Da Riddle auch nach minutenlangem Schweigen nicht weiter spricht, stehe ich auf, steige zwischen die Zinnen, klettere dann auf die rechts neben mir. Riddle, immer noch in seinen Gedanken versunken, beachtet mich nicht.
Ich lege meinen Kopf in den Nacken, ziehe meinen Zauberstab und hebe ihn wie zum Salut, bis seine Spitze auf den Nordstern deutet, breite die Arme aus, um dem Wind noch mehr Widerstand zu bieten und mache einen Schritt zurück.
Was wäre das Leben ohne die Aussicht auf den Tod?
Ich falle.
Angst jagt kalt und scharf durch meine Adern, vertreibt die Wirkung des Alkohols mit einem Schlag.
Mein Kopf ist ganz klar, ich drehe mich im Fall, mein Zauber greift, die Erdanziehungskraft scheint aufgehoben. Der Sturz wird zu einem Gleiten, als der Wind sich in meinen Schwungfedern fängt. Knapp einen Meter über dem Boden ziehe ich nach oben, und der triumphierende Schrei aus meiner Falkenkehle lässt einige schlafende Vögel aus den Büschen unter mir aufschrecken.
In dieser Gestalt sehe ich noch weniger im Dunklen als ein Mensch, aber das ist es wert.
Kaum ein anderes Wesen in der Luft ist so wendig und schnell wie ein Falke. Der Flug auf einem Besen ist nichts, absolut nichts im Vergleich dazu.
Ich lasse mich von einem der Aufwinde in einem Halbkreis aufwärts treiben, als mich plötzlich etwas schwer in den Rücken trifft und ich Mühe habe, mich in der Luft zu halten. Eine Eule!? Nein, kann nicht sein, die sehen im Dunklen weit besser als ich und würden mir ausweichen.
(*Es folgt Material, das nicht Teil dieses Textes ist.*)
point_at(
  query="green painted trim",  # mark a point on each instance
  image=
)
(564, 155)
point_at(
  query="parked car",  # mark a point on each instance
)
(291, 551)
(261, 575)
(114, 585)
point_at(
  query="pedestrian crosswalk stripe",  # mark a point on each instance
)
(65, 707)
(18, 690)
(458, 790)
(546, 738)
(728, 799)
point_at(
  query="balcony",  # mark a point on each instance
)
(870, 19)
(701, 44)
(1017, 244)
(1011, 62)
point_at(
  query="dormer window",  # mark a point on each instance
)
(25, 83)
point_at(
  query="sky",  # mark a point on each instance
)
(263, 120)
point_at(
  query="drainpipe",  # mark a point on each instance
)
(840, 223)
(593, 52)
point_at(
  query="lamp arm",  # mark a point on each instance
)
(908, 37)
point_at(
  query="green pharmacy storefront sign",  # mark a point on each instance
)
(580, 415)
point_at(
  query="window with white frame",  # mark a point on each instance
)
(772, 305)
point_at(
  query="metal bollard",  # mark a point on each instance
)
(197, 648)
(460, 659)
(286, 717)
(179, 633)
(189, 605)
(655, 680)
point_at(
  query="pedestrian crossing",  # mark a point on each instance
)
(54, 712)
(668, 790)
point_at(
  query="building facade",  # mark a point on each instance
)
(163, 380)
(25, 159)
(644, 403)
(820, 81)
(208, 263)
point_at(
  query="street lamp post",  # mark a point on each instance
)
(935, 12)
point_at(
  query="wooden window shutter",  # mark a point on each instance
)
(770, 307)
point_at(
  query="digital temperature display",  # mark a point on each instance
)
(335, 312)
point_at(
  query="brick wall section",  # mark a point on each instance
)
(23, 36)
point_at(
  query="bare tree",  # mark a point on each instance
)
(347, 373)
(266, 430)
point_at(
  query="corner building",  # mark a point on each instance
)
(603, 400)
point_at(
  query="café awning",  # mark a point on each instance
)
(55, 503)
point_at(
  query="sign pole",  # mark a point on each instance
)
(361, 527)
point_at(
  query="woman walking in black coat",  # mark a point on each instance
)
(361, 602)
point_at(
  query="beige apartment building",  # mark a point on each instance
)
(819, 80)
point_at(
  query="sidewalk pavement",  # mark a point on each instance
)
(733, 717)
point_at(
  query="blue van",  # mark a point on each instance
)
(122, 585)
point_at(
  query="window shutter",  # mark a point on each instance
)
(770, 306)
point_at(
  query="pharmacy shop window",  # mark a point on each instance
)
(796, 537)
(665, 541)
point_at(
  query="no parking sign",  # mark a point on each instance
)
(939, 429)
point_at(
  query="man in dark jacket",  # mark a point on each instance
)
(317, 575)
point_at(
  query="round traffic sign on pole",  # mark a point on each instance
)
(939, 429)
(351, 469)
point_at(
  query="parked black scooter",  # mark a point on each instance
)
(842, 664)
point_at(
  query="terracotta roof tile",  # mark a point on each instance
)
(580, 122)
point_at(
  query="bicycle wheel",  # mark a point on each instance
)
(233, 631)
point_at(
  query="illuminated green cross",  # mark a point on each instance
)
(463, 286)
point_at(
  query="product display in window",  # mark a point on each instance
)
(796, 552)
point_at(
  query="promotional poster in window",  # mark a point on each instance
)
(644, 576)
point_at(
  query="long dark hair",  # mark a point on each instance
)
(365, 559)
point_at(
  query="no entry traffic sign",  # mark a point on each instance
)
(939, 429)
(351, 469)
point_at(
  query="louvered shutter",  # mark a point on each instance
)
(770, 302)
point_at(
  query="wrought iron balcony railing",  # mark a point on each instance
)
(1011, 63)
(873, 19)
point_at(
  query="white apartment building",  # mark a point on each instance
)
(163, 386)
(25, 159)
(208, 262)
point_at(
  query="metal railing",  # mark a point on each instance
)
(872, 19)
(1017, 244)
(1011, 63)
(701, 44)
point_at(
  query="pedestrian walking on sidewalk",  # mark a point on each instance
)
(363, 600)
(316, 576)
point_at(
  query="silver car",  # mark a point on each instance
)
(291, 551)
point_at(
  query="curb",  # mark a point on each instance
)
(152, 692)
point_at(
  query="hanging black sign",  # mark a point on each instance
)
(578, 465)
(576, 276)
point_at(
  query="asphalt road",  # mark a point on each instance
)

Ich muss heftig mit den Flügeln schlagen, um mich zu fangen, als ich erneut getroffen werde. Ich versuche an Geschwindigkeit zu gewinnen, aber mein Verfolger ist schneller, die Spannweite seiner Flügel übertrifft meine um mehr als das Doppelte.
Zum Wald - zwischen den Baumkronen, da kann ich besser manövrieren als mein größerer Angreifer.
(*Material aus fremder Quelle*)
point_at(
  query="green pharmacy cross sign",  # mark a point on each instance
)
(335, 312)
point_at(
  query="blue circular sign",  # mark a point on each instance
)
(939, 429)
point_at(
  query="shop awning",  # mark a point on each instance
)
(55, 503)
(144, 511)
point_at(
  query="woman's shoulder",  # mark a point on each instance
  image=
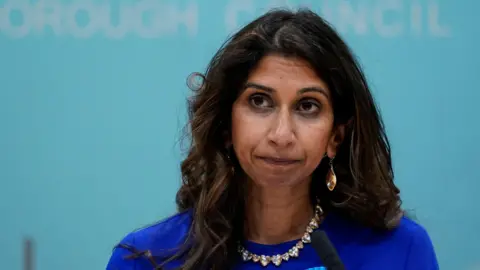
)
(408, 245)
(151, 245)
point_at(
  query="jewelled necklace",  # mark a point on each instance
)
(292, 252)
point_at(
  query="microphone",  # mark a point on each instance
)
(326, 251)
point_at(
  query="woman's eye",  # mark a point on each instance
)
(308, 107)
(260, 101)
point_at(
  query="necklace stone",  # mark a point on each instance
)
(292, 252)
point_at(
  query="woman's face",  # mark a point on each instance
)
(282, 122)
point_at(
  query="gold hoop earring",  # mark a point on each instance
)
(331, 177)
(230, 163)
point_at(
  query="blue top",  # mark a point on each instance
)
(408, 247)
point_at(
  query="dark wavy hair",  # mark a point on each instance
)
(212, 185)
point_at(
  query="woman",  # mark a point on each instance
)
(286, 140)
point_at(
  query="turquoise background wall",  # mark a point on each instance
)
(92, 102)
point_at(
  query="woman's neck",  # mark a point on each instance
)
(277, 215)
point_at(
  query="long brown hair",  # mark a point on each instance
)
(212, 185)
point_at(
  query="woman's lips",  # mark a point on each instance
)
(279, 161)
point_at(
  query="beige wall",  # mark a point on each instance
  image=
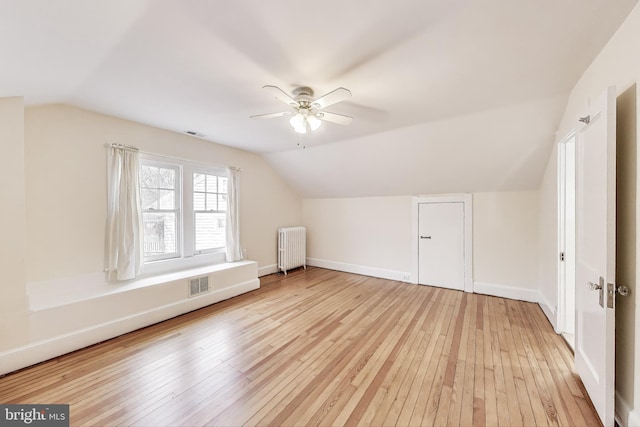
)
(367, 231)
(505, 240)
(13, 295)
(548, 238)
(617, 64)
(66, 188)
(626, 239)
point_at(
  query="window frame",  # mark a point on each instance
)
(210, 172)
(177, 210)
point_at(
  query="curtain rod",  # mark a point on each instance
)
(132, 148)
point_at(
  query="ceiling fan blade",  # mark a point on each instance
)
(334, 118)
(281, 95)
(271, 115)
(332, 97)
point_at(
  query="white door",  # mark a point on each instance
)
(441, 245)
(595, 254)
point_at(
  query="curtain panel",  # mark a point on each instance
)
(233, 249)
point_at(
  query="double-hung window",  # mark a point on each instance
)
(184, 207)
(210, 211)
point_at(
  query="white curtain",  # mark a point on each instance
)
(234, 251)
(123, 245)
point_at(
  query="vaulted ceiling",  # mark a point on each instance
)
(448, 95)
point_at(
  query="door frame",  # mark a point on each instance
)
(563, 287)
(467, 201)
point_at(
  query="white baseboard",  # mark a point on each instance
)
(401, 276)
(33, 353)
(504, 291)
(267, 269)
(625, 415)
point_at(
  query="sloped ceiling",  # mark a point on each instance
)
(448, 95)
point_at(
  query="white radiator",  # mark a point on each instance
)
(292, 248)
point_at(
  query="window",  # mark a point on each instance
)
(210, 210)
(184, 213)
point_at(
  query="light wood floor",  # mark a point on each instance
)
(324, 348)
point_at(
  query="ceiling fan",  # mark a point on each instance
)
(307, 113)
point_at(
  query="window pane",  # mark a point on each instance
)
(167, 199)
(198, 182)
(222, 184)
(212, 186)
(167, 178)
(209, 230)
(149, 176)
(149, 199)
(222, 202)
(211, 202)
(198, 202)
(159, 233)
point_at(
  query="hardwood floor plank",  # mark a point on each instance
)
(320, 347)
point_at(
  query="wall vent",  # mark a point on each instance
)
(198, 285)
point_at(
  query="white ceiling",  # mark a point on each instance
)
(448, 95)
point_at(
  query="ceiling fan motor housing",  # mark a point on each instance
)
(303, 93)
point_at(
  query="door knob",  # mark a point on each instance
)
(623, 290)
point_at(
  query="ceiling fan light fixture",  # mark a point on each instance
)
(298, 122)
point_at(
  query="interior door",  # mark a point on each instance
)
(441, 245)
(595, 254)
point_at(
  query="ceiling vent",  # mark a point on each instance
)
(198, 285)
(192, 133)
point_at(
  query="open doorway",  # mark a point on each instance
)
(566, 237)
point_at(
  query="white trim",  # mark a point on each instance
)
(624, 414)
(401, 276)
(58, 292)
(505, 291)
(467, 199)
(31, 354)
(267, 269)
(561, 316)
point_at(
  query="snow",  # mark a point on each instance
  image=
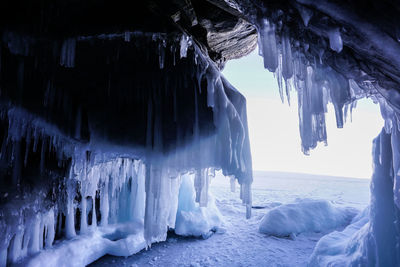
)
(102, 184)
(305, 216)
(191, 218)
(242, 244)
(373, 237)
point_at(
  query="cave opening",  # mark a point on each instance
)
(114, 120)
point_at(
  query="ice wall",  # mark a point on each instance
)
(96, 136)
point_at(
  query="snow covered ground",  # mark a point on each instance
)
(242, 244)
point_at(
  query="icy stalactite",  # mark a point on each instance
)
(184, 45)
(267, 45)
(67, 56)
(104, 195)
(315, 83)
(335, 40)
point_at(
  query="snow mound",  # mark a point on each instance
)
(338, 248)
(191, 219)
(305, 216)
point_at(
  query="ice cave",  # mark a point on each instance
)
(116, 119)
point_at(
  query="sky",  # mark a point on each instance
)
(274, 131)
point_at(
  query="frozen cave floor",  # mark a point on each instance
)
(242, 244)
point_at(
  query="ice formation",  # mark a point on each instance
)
(305, 216)
(100, 119)
(373, 237)
(82, 185)
(330, 53)
(193, 219)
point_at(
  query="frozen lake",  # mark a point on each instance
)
(242, 244)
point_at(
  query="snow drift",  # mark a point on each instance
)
(305, 216)
(191, 218)
(373, 237)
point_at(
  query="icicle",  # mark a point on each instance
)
(127, 36)
(161, 53)
(335, 40)
(104, 206)
(67, 57)
(305, 13)
(233, 183)
(184, 44)
(34, 233)
(84, 224)
(278, 74)
(269, 50)
(287, 61)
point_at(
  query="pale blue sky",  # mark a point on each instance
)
(274, 133)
Aber er ist trotz seiner Größe nicht weniger wendig. Er zwingt mich nach unten wie ein Hütehund, der ein ausgerissenes Schaf zurück zur Herde drängt, mit Schnabel- und Krallenhieben, die nur drohen, nicht verletzten.
Das dies ebenso wenig ein Vogel ist wie ich selbst, ist mir klar.
Ich lande direkt im Garten des Wildhüters auf der frisch umgegrabenen, nach Kompost riechenden Erde. Ich kann ein aufbegehrendes Kreischen nicht zurückhalten, komme mir gedemütigt vor, zudem so hilflos wie ein Fisch, den man aufs Trockene geworfen hat.
Aus dem Fester der Hütte fällt eine breite goldene Lichtbahn direkt auf den großen rötlich-braunen Adler, der auf dem Zaun über mir thront.
Er stößt sich vom Pfosten ab, und innerhalb eines Lidschlags steht an seiner Stelle der Lehrer für Verwandlungen.
Ich verbleibe stur in meiner Gestalt.
„Beleidigen Sie nicht unser beider Intelligenz, Mr. Luoma", bemerkt er ruhig und mustert mich über den Rand seiner Brillengläser hinweg.
Ich wappne mich, nehme menschliche Form an. Er nickt knapp.
„Kommen Sie."
Ohne sich zu versichern, ob ich ihm wirklich folge, geht er zum Schloss zurück.
Nun gut. Ein Punkteabzug für mein Haus, dieses lächerliche System der Selbstkontrolle schert mich nicht. Und Strafarbeiten... Nun, es gibt nützliche, bei denen man sogar noch etwas lernen kann. Es gibt lästige, stupide Tätigkeiten, aber selbst die kann man nutzen, wenn man geschickt ist. Was habe ich schon zu befürchten? Das schlimmste wäre ein Schulverweis. Aber so dumm, den zu riskieren, bin ich nicht einmal in betrunkenem Zustand. Ich habe außer mir selbst niemanden in Gefahr gebracht, und so wäre diese Strafe wohl reichlich übertrieben.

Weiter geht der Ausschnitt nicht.